I read somewhere that fathers gives children a sense of spontaneity. They give children the art of taking risk, expect the unexpected and to live life on the edge. Father’s would rough house with their children, throwing them high in the air (sometimes not noticing if there’s a ceiling fan above them), and love to scare the living crap out of them. As a mother, when my husband does these things, I’m like, “Don’t do that you might hurt him,” or “I do think he’s old enough to play with that”, or the “Stop you’re going to drop him.” Does this faze my husband? Nope not one bit. His thing is, “If it wasn’t for fathers, kid’s lives would be boring with rules and no fun.” Yes, I married a cocky, did I say very cocky man.
This past four of July weekend, my husband brought some fireworks so the kids can have fun. There’s something about lighting up things and hearing them boom, crack, and pop makes me nervous. Maybe I’m being too much of a mother but that sounds dangerous to me. On the fourth, my husband and my mother in laws companion lit up the fireworks so The Don and Bambino can enjoy them. The Don was so excited that he wanted to run over to the fireworks to look at them. I had to make sure he stayed away and explain to him that he could get burned if he goes near. The Don was getting the sparkles, the golden showers, the little colorful fireworks that looked like candles, the glitter and the bigger ones that I can’t remember the names of and they lit it all.
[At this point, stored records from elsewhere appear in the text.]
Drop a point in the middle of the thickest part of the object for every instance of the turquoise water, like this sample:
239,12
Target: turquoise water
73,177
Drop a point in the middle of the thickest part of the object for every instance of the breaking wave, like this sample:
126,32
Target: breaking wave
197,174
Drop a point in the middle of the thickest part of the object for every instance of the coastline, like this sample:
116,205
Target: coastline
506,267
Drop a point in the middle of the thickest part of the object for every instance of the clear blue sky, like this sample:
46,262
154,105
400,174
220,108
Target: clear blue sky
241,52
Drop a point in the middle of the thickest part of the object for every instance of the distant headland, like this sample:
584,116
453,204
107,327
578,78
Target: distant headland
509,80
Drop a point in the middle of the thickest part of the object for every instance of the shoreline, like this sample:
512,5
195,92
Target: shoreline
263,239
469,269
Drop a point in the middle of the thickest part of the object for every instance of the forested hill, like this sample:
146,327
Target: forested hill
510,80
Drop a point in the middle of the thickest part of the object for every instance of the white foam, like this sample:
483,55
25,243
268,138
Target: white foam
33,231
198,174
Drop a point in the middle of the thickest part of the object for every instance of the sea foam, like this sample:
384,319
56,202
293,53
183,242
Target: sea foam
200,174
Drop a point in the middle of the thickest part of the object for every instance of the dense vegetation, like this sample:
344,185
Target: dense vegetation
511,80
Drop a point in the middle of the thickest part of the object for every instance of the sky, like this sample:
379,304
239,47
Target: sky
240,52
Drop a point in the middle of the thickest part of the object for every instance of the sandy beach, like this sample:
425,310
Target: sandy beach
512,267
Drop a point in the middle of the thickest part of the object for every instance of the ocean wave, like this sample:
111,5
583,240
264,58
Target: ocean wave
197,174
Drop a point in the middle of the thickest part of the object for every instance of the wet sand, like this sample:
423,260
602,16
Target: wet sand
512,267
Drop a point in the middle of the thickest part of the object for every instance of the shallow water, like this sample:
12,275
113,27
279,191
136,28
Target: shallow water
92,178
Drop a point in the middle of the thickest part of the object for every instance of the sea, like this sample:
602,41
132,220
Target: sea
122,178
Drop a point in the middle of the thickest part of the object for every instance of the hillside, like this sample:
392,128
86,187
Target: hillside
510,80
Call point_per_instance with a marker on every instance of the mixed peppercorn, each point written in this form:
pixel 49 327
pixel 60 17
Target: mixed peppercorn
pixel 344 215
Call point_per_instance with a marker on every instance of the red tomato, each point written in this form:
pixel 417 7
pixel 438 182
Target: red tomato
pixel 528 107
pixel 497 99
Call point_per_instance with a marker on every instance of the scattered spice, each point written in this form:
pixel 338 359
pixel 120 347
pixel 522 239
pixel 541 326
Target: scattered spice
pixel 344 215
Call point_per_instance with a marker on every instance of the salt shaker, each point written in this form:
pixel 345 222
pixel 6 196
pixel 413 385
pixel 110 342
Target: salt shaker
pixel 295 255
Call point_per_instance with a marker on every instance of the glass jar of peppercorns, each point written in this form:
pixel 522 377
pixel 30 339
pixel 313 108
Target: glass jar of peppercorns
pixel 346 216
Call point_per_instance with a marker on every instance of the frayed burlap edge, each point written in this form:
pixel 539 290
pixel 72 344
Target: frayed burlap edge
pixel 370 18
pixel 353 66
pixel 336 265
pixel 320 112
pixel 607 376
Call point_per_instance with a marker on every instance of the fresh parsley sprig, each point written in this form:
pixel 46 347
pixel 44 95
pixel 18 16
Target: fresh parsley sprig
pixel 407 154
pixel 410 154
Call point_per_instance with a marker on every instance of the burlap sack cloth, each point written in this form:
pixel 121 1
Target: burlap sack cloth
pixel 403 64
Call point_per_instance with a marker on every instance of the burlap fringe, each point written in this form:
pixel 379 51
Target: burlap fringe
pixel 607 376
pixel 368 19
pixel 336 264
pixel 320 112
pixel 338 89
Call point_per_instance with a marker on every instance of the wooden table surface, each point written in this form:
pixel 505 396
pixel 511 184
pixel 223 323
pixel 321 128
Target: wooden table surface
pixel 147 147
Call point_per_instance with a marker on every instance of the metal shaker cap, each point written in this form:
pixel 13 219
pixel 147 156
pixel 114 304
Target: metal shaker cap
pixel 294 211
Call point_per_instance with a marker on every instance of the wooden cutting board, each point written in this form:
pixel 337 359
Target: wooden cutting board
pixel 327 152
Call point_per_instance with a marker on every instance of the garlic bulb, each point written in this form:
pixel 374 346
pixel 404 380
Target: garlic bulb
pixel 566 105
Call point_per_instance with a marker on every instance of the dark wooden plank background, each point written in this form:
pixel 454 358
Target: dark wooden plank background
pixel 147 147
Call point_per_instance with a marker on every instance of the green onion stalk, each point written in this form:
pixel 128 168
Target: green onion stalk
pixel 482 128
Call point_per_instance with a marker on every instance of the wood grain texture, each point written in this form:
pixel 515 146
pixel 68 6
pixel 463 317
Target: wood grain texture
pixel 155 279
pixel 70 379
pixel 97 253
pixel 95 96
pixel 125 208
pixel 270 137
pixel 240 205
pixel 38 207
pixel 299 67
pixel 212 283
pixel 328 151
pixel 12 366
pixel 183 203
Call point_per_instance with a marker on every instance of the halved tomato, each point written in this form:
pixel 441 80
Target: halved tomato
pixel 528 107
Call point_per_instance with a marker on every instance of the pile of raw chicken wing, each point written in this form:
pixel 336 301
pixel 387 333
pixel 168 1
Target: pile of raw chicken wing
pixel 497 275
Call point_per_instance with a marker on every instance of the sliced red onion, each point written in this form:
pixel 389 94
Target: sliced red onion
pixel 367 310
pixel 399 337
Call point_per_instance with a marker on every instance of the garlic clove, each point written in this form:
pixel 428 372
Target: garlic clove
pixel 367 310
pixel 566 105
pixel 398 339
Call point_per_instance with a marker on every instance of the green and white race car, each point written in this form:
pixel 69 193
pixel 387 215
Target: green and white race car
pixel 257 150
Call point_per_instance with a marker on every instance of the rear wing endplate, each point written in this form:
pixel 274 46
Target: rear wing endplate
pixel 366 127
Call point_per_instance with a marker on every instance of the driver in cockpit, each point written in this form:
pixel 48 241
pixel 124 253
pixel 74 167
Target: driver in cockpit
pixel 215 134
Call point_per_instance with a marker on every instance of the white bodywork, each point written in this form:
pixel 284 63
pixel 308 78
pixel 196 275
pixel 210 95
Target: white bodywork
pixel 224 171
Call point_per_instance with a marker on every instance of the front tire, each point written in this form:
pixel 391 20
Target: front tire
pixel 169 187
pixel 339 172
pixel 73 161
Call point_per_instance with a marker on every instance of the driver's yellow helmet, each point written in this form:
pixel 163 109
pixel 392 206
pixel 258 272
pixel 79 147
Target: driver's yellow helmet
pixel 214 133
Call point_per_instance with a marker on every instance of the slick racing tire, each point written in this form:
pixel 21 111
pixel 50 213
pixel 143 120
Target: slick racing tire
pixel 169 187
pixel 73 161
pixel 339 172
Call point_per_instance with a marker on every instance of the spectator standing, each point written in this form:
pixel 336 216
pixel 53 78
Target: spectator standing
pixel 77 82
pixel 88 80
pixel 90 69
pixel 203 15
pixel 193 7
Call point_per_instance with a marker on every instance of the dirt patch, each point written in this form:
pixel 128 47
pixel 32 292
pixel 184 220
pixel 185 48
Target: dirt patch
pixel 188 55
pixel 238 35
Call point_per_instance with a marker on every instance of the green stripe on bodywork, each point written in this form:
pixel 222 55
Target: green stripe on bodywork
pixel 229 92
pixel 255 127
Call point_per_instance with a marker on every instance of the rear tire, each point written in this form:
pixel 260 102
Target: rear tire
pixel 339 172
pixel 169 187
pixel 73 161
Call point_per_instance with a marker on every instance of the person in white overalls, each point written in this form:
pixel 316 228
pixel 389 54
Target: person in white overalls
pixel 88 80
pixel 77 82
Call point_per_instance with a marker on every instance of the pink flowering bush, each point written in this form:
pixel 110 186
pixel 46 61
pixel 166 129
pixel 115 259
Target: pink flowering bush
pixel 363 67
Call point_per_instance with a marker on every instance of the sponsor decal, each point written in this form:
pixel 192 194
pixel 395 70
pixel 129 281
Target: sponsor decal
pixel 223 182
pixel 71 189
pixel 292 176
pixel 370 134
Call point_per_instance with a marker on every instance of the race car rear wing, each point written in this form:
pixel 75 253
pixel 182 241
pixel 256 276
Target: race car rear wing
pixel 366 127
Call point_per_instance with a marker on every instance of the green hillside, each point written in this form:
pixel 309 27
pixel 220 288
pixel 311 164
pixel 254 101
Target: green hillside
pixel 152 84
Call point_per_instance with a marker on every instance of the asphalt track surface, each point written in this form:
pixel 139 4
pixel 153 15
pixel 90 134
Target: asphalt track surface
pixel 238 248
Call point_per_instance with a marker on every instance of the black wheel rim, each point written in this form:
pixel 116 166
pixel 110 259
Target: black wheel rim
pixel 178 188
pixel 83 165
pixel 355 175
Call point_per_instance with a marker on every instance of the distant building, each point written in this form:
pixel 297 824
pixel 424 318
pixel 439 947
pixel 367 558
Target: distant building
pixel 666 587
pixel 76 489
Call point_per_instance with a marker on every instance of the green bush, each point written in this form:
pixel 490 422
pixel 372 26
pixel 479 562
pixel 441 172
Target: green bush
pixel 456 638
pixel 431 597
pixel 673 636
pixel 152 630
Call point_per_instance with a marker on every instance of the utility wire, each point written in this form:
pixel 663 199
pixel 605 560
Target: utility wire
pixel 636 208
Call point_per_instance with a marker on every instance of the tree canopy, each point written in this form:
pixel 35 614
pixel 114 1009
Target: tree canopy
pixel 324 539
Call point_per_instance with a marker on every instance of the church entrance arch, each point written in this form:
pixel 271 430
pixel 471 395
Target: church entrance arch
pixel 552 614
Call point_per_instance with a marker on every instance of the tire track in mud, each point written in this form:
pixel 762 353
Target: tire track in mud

“More fireworks please?” The Don said.
“We’ll get some next time.” My husband said and on the sixth of July he brought some more.
What was scary about this fireworks display is that my husband let The Don light some fireworks. The nervousness and anxiety I felt was a little overwhelmed. ‘He’s not ready to light them. He might burn his hand, fingers, face, or his whole body could catch on fire! What is wrong with my husband?’ But The Don didn’t light them by himself; my husband had me light it up with him. Not only The Don might get burnt, Mama will get burnt too. But since I wouldn’t allow myself to get burnt, I wouldn’t let The Don get burnt either. So we lit the firework with a lighted incense and the way those fireworks went. The fireworks popped, sparkled, crackled; spitting out glowing lights in the air. It was a beautiful sight. The Don had fun lighting them and so did I. Every time we lit a firework, we ran back to the steps to watch it go. My husband even had Bambino light up a few. Now, I was adamant about not having Bambino lighting any because you never know what could happen. It could be a dud firework and could blow up in Bambino’s face. But my husband was careful and Bambino came out unscathed.
If you had been reading my blog you probably know that my husband is the laid back, take it as it comes, risk taker parent; while I’m the cautious, sometimes overprotective, think things through parent. There are times that things need to be thought out and you have to be cautious and there are times that you just have to live in the moment and take chances. The kids had fun, my mother in law had fun, and drill sergeant mama relaxed a little and had fun too. It was nice to see what is like to view the world in the mind of my husband but I don’t think I would like to stay there. That man is crazy! Our parenting styles balance each others out and I think the kids would be well rounded because of it.